La Prima Ballerina, ou L'embuscade or The Traveling Dancer (aka La Danseuse en voyage) is a ballet (choreographic episode) in one act, with choreography by Marius Petipa, music by Cesare Pugni and libretto by Paul Taglioni. It was based on a ballet created by Paul Taglioni for the Ballet of Her Majesty's Theatre, London first presented on June 14, 1849.

It was first presented by the Imperial Ballet on November April 16, 1864 (Julian/Gregorian calendar dates), at the Imperial Bolshoi Kamenny Theatre, St. Petersburg, Russia.
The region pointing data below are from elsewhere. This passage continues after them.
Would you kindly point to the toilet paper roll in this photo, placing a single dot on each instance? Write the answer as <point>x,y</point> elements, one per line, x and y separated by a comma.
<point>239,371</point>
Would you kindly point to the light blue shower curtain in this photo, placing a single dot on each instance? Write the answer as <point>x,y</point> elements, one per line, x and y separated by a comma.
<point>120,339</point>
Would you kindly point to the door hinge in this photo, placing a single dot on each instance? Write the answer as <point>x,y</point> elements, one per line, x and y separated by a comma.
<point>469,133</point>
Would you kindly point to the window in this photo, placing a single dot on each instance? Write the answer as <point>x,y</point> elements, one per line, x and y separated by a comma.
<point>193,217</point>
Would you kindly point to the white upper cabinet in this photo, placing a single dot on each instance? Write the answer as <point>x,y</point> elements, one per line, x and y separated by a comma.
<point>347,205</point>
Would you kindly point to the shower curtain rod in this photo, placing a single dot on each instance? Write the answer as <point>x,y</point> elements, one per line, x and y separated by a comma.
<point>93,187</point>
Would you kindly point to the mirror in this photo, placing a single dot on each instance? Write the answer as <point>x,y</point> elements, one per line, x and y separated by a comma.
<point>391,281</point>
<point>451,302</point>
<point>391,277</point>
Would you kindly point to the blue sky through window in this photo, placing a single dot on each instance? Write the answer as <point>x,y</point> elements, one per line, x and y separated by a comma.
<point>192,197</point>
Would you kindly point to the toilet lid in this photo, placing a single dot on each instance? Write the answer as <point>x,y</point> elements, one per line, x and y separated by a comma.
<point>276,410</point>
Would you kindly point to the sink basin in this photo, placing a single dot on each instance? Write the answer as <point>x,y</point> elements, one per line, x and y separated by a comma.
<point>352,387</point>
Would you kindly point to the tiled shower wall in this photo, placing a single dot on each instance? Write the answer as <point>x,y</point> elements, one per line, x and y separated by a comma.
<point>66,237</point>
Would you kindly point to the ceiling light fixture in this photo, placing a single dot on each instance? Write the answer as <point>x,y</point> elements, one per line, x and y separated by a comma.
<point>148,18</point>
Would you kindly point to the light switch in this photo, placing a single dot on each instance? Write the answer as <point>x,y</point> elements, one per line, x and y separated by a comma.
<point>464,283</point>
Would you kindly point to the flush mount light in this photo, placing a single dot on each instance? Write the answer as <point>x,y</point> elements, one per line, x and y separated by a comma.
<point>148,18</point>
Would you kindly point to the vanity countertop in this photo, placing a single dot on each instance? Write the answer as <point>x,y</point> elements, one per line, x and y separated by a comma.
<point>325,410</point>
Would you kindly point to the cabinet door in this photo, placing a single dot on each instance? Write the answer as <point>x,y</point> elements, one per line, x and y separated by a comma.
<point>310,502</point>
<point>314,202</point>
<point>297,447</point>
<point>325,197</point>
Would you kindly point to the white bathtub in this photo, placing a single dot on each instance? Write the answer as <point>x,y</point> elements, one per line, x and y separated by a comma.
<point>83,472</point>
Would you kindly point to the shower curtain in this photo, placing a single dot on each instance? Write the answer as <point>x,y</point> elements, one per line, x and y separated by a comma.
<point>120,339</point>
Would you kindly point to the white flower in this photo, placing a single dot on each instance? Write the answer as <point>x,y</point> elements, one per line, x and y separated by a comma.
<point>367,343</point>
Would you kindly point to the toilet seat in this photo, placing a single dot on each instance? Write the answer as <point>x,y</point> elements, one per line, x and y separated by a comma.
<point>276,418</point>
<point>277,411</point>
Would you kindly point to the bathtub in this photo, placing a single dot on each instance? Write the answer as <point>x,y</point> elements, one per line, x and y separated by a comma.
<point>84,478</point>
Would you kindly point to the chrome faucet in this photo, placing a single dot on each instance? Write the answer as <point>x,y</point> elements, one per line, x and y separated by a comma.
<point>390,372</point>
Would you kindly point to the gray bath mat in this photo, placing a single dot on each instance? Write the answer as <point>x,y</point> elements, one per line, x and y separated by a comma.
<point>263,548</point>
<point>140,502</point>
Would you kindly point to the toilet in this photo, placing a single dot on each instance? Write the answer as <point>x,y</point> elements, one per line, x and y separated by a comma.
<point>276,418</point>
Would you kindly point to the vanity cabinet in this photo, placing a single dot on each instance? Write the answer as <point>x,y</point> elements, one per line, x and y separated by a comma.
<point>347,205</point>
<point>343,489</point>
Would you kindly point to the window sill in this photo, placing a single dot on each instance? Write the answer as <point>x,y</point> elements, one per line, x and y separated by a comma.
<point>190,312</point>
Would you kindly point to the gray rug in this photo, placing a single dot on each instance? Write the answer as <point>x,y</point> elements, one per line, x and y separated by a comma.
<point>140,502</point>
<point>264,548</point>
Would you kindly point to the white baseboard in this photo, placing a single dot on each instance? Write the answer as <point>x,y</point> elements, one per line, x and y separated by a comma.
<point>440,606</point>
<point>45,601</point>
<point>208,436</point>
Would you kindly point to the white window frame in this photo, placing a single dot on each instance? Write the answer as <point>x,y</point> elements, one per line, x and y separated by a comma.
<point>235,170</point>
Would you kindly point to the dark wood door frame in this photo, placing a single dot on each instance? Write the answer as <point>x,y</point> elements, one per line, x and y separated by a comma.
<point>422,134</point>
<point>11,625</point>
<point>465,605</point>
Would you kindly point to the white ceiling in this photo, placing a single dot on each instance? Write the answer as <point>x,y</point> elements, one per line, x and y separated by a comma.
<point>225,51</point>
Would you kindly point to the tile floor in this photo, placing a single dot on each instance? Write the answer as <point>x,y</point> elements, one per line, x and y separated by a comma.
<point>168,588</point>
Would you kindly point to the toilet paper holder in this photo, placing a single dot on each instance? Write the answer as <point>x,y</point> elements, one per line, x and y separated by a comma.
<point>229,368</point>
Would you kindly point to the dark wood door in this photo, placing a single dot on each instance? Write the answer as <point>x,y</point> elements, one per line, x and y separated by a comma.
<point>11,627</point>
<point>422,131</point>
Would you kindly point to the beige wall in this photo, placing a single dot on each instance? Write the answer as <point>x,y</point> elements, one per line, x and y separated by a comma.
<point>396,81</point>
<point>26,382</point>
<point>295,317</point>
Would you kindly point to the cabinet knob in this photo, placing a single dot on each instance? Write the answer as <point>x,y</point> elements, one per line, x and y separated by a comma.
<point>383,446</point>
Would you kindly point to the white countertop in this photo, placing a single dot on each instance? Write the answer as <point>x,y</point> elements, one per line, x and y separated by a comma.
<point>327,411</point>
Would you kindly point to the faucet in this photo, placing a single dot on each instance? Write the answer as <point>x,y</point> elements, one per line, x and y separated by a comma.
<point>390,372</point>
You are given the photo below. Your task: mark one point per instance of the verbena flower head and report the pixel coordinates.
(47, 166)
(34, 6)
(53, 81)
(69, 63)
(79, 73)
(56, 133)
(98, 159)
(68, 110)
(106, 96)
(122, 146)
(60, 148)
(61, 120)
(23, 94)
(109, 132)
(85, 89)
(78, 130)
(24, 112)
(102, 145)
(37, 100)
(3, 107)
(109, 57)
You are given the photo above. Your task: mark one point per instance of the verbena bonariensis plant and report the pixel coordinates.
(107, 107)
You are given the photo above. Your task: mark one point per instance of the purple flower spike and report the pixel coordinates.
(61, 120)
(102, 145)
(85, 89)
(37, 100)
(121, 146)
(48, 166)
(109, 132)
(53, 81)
The principal Dancers were Mariia Surovshchikova-Petipa as the Prima Ballerina, and Timofei Stukolkin as Rinaldo.

A variation from this ballet—composed by Petipa in 1905 for the Prima Ballerina Olga Preobrajenskaya—was the last choreography Petipa ever created (as noted in his Diaries).

Lev Ivanov produced a revival for the Imperial Ballet, with the composer/conductor Riccardo Drigo editing and making additions to Cesare Pugni's original score. First presented on July 26/August 7 (Julian/Gregorian calendar dates), 1893 for the Imperial court at the theatre of Krasnoe Selo. St. Petersburg, Russia.